O lugar do amor é sempre um lugar estranho. E o lugar donde nos surge, pela primeira vez, a descoberta e o amor pelas palavras é, quase sempre, ainda mais estranho e incompreensível.


Em que momento, em que história, em que frase, os sons das palavras tomaram conta de nós? Quando foi que começámos a entender a música que as palavras têm por dentro? Devo confessar que, no meu caso, tudo se processou da maneira mais estranha e menos convencional.
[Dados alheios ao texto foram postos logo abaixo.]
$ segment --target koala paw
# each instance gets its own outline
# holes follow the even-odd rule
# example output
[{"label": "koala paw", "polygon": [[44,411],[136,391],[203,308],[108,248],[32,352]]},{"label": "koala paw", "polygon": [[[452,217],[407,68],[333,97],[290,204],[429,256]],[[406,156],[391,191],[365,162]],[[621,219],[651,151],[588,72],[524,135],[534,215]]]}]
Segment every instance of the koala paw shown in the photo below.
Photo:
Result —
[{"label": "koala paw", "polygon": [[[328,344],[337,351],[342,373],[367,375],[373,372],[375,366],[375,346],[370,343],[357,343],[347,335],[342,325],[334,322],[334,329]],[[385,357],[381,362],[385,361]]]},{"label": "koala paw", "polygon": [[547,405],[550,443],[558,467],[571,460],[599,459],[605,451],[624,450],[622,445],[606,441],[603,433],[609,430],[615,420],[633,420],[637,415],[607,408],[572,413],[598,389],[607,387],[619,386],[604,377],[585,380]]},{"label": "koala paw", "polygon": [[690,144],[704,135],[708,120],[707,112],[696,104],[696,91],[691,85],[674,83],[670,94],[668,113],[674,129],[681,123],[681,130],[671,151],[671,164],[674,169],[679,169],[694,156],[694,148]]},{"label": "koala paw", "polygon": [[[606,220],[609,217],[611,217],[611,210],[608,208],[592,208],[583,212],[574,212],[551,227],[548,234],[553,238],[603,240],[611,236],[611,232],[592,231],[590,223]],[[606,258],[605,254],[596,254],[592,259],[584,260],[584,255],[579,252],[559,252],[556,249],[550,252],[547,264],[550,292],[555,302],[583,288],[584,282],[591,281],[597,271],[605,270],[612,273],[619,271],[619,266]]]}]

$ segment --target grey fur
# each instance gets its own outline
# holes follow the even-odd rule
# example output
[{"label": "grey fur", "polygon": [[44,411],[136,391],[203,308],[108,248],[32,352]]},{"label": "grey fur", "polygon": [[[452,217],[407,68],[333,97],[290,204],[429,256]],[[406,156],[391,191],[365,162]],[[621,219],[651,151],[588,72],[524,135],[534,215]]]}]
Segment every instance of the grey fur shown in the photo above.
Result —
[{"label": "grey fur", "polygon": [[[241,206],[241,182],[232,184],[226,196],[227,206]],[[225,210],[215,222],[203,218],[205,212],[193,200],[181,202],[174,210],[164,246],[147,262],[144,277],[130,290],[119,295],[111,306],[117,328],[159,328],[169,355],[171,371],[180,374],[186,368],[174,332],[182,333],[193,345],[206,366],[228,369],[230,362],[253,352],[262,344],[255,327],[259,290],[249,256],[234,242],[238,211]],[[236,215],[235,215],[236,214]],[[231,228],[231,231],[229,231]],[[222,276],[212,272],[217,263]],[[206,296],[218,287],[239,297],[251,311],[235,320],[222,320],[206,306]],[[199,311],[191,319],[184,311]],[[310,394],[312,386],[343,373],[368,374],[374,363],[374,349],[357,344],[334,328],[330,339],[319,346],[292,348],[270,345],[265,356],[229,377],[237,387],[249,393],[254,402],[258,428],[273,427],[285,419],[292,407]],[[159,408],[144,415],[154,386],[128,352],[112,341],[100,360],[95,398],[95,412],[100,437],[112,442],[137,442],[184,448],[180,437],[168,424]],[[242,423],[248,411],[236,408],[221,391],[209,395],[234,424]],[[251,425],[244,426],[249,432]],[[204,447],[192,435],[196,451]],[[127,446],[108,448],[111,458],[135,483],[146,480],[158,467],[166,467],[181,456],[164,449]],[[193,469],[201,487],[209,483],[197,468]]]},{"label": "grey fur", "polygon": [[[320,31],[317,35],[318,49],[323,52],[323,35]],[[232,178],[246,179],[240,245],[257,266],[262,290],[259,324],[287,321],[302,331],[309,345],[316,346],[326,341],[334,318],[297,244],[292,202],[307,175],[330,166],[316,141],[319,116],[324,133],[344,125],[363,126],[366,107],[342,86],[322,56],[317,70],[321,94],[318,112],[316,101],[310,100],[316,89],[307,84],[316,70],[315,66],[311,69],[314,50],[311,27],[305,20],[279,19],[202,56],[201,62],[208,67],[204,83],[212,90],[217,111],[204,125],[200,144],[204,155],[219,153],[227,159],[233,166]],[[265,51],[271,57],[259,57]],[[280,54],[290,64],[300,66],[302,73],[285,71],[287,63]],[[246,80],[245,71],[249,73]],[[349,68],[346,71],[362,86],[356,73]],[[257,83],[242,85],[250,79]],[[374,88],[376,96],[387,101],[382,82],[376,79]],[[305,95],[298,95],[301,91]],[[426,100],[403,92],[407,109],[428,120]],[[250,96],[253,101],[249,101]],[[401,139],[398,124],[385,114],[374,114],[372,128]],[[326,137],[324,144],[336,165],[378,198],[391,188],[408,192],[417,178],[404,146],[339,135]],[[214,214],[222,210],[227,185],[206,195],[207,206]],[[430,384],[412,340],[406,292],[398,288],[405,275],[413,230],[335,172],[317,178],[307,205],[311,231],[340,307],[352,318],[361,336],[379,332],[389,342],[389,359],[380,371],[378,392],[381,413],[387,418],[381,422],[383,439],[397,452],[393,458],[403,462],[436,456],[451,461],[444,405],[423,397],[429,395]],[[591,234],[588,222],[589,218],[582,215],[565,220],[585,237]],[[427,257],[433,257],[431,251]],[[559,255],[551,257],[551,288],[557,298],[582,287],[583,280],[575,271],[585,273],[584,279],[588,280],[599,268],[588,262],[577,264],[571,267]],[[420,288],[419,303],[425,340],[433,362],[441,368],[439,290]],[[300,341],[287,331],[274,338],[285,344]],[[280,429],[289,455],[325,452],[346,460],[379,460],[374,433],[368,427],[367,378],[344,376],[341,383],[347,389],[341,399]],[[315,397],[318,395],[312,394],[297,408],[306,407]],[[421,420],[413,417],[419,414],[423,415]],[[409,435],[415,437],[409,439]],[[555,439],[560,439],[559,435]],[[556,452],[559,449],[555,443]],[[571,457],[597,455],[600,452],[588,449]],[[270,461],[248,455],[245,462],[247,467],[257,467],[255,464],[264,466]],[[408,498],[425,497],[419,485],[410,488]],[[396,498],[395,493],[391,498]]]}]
Passei a infância rodeada de tias velhas, entre paredes de casarões com enormes corredores que rangiam pela noite dentro, sob os passos cadenciados da tia Clara, que sofria de insónias. Sempre me lembro de haver em casa alguém doente. Muito doente. Gravemente doente. Moribundo. Morto. E então achei que não havia palavra mais bonita e mais doce do que a palavra *MORIBUNDO*. Repetia-a muitas vezes, *mo-ri-bun-do*, destacando bem as suas sílabas mas sem saber o seu significado, ou não me importando muito com ele. Para mim, as palavras sempre tiveram vida própria – para lá de todos os seus possíveis significados.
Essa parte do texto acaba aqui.